With any type of DoS bug on a large service, it’s fairly difficult to determine the exact severity. There might be things that mitigate this somewhat, like there is probably throttling, the APIs might restrict on a per user basis, etc. Regardless, with one request it’s likely that it could tie up a processor for some amount of time (evidence suggests at least a couple minutes, but I suspect a lot more). This was clearly a bug; Google Docs was resolving internal entities without limit which is a CPU intensive operation and requires very little client processing/bandwidth.
Here’s a link 17th order billion laughs document: test17. Unzip and look in content.xml. To increase order of attack, change the entity it points to (eg &a19;, &a20, etc). The attack itself is very straightforward, and for those who don’t want to look at the doc, it just looks something like this, generated mostly from a legitimate ODT file:
<!--?xml version="1.0" encoding="UTF-8"?--> <?xml version="1.0" encoding="UTF-8"?> <!DOCTYPE billion [ <!ENTITY a0 "Bomb!"> <!ENTITY a1 "&a0;&a0;"> <!ENTITY a2 "&a1;&a1;"> ... <!ENTITY a25 "&a24;&a24;"> ]> ... <text:p text:style-name="Standard">Test &a17;</text:p>
Here are some interesting metrics on various laugh sizes:
- 16th order took about 4 seconds for the app to return
- 17th order took about 8 seconds for the app to return
- 18th order took about 20 seconds and the upload is eventually rejected, after several empty files are created with the same name
- 20th order took about 1:20 and the upload is eventually rejected, dozens of empty files are created (I’m not sure what was going on with that).
- 21st order never seemed to “finish”
One quick note is I never found anywhere that external entities were resolved. It’s hard to tell for sure because certain egress/chroot-type mitigations could have just helped make this hard to exploit. Correct or not, I sort of suspected the external entity thing might not be a problem. Openoffice resolved internal but not external entities, so (right or wrong) I guessed that it’s somewhat likely that Google is re-using or at least sort of mimicking openoffice’s document parser.

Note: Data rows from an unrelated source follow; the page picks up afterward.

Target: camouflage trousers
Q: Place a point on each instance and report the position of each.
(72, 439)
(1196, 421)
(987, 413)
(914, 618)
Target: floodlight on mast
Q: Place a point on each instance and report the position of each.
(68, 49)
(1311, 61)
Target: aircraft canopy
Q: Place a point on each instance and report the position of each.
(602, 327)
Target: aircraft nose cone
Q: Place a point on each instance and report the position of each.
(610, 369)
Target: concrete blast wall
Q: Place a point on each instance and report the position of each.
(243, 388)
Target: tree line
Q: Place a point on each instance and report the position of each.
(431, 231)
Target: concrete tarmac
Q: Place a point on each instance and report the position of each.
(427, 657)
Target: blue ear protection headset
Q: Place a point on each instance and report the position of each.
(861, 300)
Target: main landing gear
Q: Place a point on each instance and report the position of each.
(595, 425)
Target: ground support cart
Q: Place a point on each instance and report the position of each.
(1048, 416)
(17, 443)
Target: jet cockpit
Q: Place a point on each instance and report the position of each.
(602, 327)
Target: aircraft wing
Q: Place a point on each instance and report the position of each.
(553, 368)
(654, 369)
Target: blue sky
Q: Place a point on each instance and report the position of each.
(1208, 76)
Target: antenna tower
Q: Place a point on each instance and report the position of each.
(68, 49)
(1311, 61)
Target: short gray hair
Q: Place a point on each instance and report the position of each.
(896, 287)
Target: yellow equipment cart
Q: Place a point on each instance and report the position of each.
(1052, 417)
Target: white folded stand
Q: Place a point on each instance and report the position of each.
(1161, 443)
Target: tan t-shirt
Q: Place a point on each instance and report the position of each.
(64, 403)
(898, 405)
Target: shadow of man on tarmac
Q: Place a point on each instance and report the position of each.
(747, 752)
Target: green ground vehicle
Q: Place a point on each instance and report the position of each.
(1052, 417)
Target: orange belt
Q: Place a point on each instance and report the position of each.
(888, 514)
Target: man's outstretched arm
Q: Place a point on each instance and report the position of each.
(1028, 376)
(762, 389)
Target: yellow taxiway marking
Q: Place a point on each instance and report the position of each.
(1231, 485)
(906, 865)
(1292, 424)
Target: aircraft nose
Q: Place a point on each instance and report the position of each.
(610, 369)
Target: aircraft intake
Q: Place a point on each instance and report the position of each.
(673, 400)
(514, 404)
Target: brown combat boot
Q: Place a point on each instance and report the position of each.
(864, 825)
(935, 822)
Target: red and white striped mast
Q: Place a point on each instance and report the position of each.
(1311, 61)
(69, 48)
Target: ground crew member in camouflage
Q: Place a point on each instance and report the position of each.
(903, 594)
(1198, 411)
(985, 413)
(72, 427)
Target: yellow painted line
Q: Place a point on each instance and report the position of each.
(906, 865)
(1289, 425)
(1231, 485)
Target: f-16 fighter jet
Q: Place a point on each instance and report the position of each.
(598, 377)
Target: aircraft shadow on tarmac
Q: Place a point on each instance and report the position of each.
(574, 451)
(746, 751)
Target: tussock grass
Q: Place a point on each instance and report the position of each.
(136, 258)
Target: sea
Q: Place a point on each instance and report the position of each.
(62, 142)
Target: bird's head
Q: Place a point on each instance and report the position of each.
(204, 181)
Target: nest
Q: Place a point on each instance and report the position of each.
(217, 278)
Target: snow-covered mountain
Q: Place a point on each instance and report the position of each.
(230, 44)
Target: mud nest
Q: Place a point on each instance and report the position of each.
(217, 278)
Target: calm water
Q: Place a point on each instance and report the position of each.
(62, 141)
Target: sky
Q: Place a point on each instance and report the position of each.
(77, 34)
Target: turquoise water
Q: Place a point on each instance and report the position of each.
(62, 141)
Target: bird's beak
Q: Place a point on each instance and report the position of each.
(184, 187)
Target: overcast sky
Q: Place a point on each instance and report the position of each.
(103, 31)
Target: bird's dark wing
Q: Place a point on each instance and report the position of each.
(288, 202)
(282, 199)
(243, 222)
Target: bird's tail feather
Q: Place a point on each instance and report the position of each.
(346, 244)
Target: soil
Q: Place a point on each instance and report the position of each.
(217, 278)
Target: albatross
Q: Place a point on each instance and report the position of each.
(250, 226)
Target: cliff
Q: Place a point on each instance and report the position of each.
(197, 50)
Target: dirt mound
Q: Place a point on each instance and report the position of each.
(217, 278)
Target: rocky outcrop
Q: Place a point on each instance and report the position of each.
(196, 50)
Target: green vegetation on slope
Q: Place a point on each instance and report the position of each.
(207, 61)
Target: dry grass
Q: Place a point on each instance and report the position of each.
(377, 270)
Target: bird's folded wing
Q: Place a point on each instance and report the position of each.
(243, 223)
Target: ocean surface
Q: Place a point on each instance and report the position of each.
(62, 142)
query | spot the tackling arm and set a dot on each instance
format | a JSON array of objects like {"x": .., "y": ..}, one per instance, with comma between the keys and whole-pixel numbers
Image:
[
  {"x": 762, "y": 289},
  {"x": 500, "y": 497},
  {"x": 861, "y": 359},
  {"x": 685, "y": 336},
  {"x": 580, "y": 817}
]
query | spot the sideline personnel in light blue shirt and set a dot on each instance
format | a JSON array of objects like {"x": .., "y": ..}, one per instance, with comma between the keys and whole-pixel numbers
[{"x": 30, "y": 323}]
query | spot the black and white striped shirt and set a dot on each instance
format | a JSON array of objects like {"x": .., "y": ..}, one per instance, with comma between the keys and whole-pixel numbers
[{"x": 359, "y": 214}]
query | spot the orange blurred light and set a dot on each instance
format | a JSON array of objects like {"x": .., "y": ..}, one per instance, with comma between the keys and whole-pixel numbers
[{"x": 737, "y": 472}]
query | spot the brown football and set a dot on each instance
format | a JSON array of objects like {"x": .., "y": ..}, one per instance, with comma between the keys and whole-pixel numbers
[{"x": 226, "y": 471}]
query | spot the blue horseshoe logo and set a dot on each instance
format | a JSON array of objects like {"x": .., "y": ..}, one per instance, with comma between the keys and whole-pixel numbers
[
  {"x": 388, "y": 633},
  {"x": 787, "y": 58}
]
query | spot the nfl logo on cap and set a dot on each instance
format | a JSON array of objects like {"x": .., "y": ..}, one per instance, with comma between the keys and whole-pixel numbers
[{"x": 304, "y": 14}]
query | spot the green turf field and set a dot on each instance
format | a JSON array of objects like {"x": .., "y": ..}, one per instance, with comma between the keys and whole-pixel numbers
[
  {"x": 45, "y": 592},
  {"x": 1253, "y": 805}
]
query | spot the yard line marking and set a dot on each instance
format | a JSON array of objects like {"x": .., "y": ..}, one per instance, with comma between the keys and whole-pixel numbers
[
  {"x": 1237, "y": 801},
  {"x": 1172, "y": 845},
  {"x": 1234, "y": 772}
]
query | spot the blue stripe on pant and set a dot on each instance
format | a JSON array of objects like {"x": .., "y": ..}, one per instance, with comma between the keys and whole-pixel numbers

The reporting process was fairly nighmarish, but I put the blame mostly on MSVR rather than Google… not to point fingers, all I know is I never heard much of anything back.
In any serious service I think DoS bugs get a bad rap. I’ve met a lot of people who consider DoS bugs as low severity just based on that classification alone. In reality, I think people tend to care a lot more about when an online service is unavailable. When Sony did everything terribly, did most people care about the data they lost? Some did (I did), but I think most just wanted to start playing games again already. So what’s more severe? A clickjacking bug in Facebook that allows you to do a targeted attack to take over someone’s account, or a DoS bug that can bring down Facebook?
With some imagination, I wonder if something like this could have been used in the right (wrong?) hands to bring down a service as large as Google Docs.